Foto der Woche: NEOM

đź—ž 33/2023

„Transparenzverzeichnis“ zu Klinik-Qualität · „Augmented Reality“ im Operationssaal · YouTube vs. medizinische Fake-News

Mirjam Bauer
Mirjam Bauer

đź“Ś 5 weekly picks

1 📌 Gesundheitsministerium will offizielles „Transparenzverzeichnis“ zu Klinik-Qualität

Mit dem Krankenhaustransparenzgesetz flankiert die Bundesregierung die geplante Krankenhausreform. Das Gesetz ist Basis für die geplante Veröffentlichung von Struktur- und Leistungsdaten der Krankenhäuser in Deutschland. Patient:innen sollen erkennen können, welches Krankenhaus in ihrer Nähe welche Leistungen anbietet, und wie diese Klinik im Hinblick auf Qualität sowie ärztliche und pflegerische Personalausstattung abschneidet.

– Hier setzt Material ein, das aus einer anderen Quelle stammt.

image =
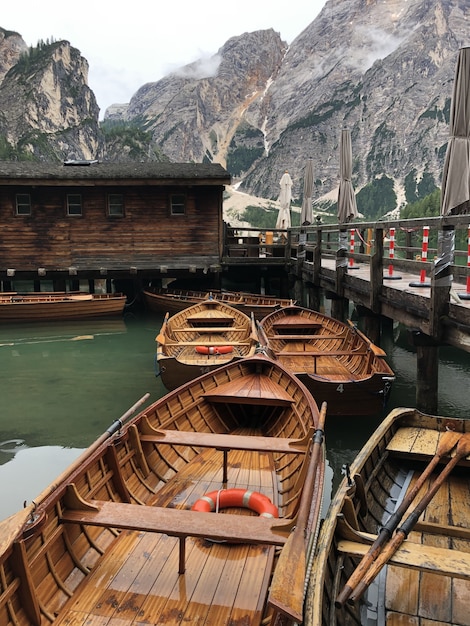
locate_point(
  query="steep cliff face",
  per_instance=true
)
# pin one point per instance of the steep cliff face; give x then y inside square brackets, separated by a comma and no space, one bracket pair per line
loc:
[382,69]
[48,110]
[195,112]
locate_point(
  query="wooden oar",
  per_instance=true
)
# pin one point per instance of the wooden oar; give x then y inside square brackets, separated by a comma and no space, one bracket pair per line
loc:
[447,442]
[14,524]
[463,450]
[287,586]
[160,338]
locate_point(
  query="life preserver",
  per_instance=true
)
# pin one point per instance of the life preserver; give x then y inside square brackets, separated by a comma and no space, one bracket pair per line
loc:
[245,498]
[214,349]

Das Transparenzverzeichnis soll begleitend zum Gesetz zur Umsetzung der Krankenhausreform im kommenden Jahr vom Bundesgesundheitsministerium veröffentlicht werden und einen Überblick über Leistungen, Angebote und Qualität der rund 1900 Kliniken in Deutschland geben. Ab April 2024 sollen Bürger einen Überblick über die Qualität der deutschen Krankenhäuser haben. Darin soll es auch Informationen über Todesfälle geben. „Die Veröffentlichung dieser Daten trägt neben der Förderung selbstbestimmter Auswahlentscheidungen von Patientinnen und Patienten auch dazu bei, dass Krankenhäuser zu einem Wettbewerb um die bestmögliche Qualität angeregt werden“, heißt es im Entwurf, über den das Handelsblatt berichtet.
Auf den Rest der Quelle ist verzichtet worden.